New York's isn't the only U.S. jail system to struggle with violence and use-of-force issues.

Sheriff's deputies in Los Angeles County jails, the nation's largest, have recently been indicted for alleged crimes that included beating inmates and even jail visitors. The American Civil Liberties Union has monitored conditions there since 1985 and released a report in 2012 that found 11 inmates had facial bones broken by deputies between 2009 and 2011.

Comparisons to other penitentiaries are difficult to make. City jails in general are considered more dangerous than state or federal prisons, according to experts. And only 5 percent of the roughly 3,000 jails nationwide have 1,000 inmates or more, according to the Bureau of Justice Statistics. In a 2006 study of U.S. jail inmates based on 2002 data, the bureau found that 7 percent had been injured in a fight during their time behind bars.

Kip Kautzky, a national prisons expert who served as head of corrections in Iowa and Colorado, reviewed the New York City data and said the number of use-of-force injuries said to be caused by blows to the head appeared to be startlingly high.

"It just isn't a defensive tactic that is useful or should be allowed," he said.

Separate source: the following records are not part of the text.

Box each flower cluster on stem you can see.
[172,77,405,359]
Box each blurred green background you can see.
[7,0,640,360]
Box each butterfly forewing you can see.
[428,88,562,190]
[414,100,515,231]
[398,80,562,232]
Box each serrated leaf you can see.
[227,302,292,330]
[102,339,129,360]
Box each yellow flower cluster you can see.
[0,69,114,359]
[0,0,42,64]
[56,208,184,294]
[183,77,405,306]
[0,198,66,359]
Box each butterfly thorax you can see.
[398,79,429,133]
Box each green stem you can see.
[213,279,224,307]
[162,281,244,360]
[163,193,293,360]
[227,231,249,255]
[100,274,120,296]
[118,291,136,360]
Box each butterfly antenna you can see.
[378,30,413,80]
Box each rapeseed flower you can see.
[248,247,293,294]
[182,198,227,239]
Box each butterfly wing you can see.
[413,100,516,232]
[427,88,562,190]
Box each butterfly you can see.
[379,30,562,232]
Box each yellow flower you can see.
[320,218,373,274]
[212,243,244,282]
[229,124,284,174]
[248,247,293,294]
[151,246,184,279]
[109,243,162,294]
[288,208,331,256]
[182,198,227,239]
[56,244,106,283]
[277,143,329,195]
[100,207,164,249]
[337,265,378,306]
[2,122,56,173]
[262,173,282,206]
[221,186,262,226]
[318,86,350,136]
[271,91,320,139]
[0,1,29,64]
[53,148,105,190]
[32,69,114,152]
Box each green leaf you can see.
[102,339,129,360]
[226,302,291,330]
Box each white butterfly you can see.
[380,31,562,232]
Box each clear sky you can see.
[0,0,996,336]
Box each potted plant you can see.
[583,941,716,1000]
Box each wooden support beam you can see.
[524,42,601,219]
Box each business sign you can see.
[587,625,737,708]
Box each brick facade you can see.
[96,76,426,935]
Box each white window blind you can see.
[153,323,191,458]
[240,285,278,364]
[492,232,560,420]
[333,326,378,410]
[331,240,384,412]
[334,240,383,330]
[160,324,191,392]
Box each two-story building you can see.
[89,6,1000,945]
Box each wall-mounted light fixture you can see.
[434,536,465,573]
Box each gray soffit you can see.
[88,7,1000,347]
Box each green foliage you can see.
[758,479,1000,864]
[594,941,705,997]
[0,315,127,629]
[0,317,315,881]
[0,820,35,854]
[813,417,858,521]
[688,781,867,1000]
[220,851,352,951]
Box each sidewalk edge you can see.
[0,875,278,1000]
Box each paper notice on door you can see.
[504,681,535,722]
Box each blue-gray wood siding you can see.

The report's findings come as the U.S. Justice Department probes violence among adolescent inmates at Rikers, particularly those in a youth jail that houses 16- to 18-year-olds, according to three city officials who confirmed the inquiry on the condition of anonymity because they weren't authorized to discuss an ongoing investigation.

Adolescent inmates accounted for 754 of the verified injuries, according to the report. About 14 percent of them allegedly involved a correction officer. One of them likely included Aunray Stanford, who was 18 years old in May 2012 when, he alleges in a federal lawsuit, his skull was fractured and his face was cut when Rikers guards beat him at the youth jail. The city Law Department declined to comment on the ongoing lawsuit.

A spokeswoman for Manhattan federal prosecutors, who are conducting the investigation, declined to comment. The corrections department said it has cooperated with federal investigators.

Officers decide to use force based on perceived threats in real time, said Martin F. Horn, a former city correction commissioner.

Norman Seabrook, president of the city's 9,000-member correction officers' union, said correction officers should use "whatever force is necessary to terminate an aggression." Unlike police officers, correction officers "only have their hands and/or their batons to use," he said.

Corrections officers themselves are at risk of injury. Prison guards have one of the highest injury rates among all occupations, according to the U.S. Department of Labor.

Seabrook said chronic understaffing combined with rampant gang violence at Rikers, particularly among adolescents, has created an environment in which violence becomes hard to manage.

"Until you've had human feces thrown at you or have an inmate slash you with a razor ... you have no idea what we deal with," he said.